Someone is willing to part with almost $30 million for a ticket to go into space alongside billionaire Jeff Bezos. The auction for the spare seat on the Blue Origin’s maiden voyage next month ended Saturday. Bidding started at $4.9 million, quickly rose to $10 million and then four people battled it out to the very end to reach $28 million. There is a 6 percent commission to the total, so the winning bidder will pay $29.7 million. The flight is expected to take 11 minutes, meaning it comes out to $2.7 million per minute. And only a few of those will be weightless. The money will go to Blue Origin’s foundation, Club for the Future, that seeks to encourage young people to take up an interest in space and science.

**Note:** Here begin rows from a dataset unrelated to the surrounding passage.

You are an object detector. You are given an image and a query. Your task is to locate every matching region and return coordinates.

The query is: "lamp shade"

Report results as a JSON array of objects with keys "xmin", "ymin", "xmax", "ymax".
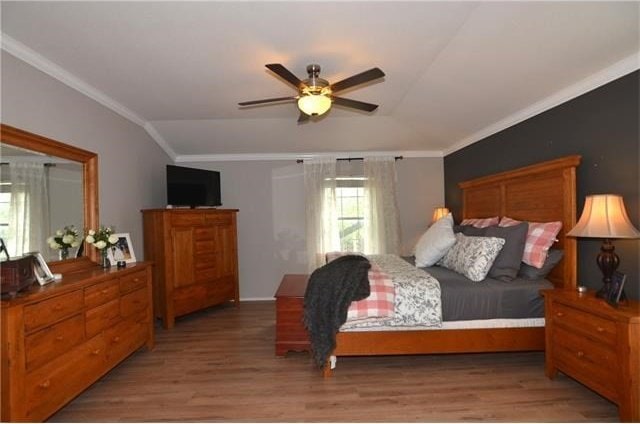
[
  {"xmin": 298, "ymin": 94, "xmax": 331, "ymax": 116},
  {"xmin": 431, "ymin": 206, "xmax": 449, "ymax": 223},
  {"xmin": 567, "ymin": 194, "xmax": 640, "ymax": 239}
]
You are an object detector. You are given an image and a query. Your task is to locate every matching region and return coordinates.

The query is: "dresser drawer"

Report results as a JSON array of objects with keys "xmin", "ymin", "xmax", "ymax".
[
  {"xmin": 24, "ymin": 290, "xmax": 83, "ymax": 331},
  {"xmin": 25, "ymin": 335, "xmax": 106, "ymax": 421},
  {"xmin": 84, "ymin": 279, "xmax": 119, "ymax": 308},
  {"xmin": 25, "ymin": 314, "xmax": 84, "ymax": 369},
  {"xmin": 553, "ymin": 303, "xmax": 617, "ymax": 346},
  {"xmin": 553, "ymin": 327, "xmax": 619, "ymax": 402},
  {"xmin": 84, "ymin": 299, "xmax": 120, "ymax": 337},
  {"xmin": 120, "ymin": 289, "xmax": 149, "ymax": 317},
  {"xmin": 170, "ymin": 212, "xmax": 204, "ymax": 227},
  {"xmin": 120, "ymin": 271, "xmax": 147, "ymax": 293}
]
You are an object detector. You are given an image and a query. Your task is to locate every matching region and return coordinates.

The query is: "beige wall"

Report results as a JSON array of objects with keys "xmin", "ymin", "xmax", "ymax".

The identity of the winning bidder will be revealed in the next couple of weeks. Bezos will join the first Blue Origin passenger flight that is set to take off on July 20. He will take his younger brother, Mark, along in the capsule that can hold as many as six passengers. The autonomous capsule doesn’t have a pilot. Although the winning bidder will only have a couple of weeks to get ready, the company has said there won’t be much training required to join the flight. Plus there won’t be any kind of medical checkup needed beyond some physical requirements, such as being able to run to the top of the launch tower—around seven flights of stairs—in 90 seconds and fit into a spacesuit.

Over the past six years, Blue Origin has conducted a total of 15 successful launches without any crew. And the July 20 launch with passengers comes amid a bit of a space race among billionaires to launch the era of space tourism. There are rumors that Richard Branson, who founded Virgin Atlantic and is also deep in the space race, may try to one-up Bezos by joining a test flight to space over the July 4 weekend. Virgin Galactic has already sold around 600 tickets for between $200,000 and $250,000 each.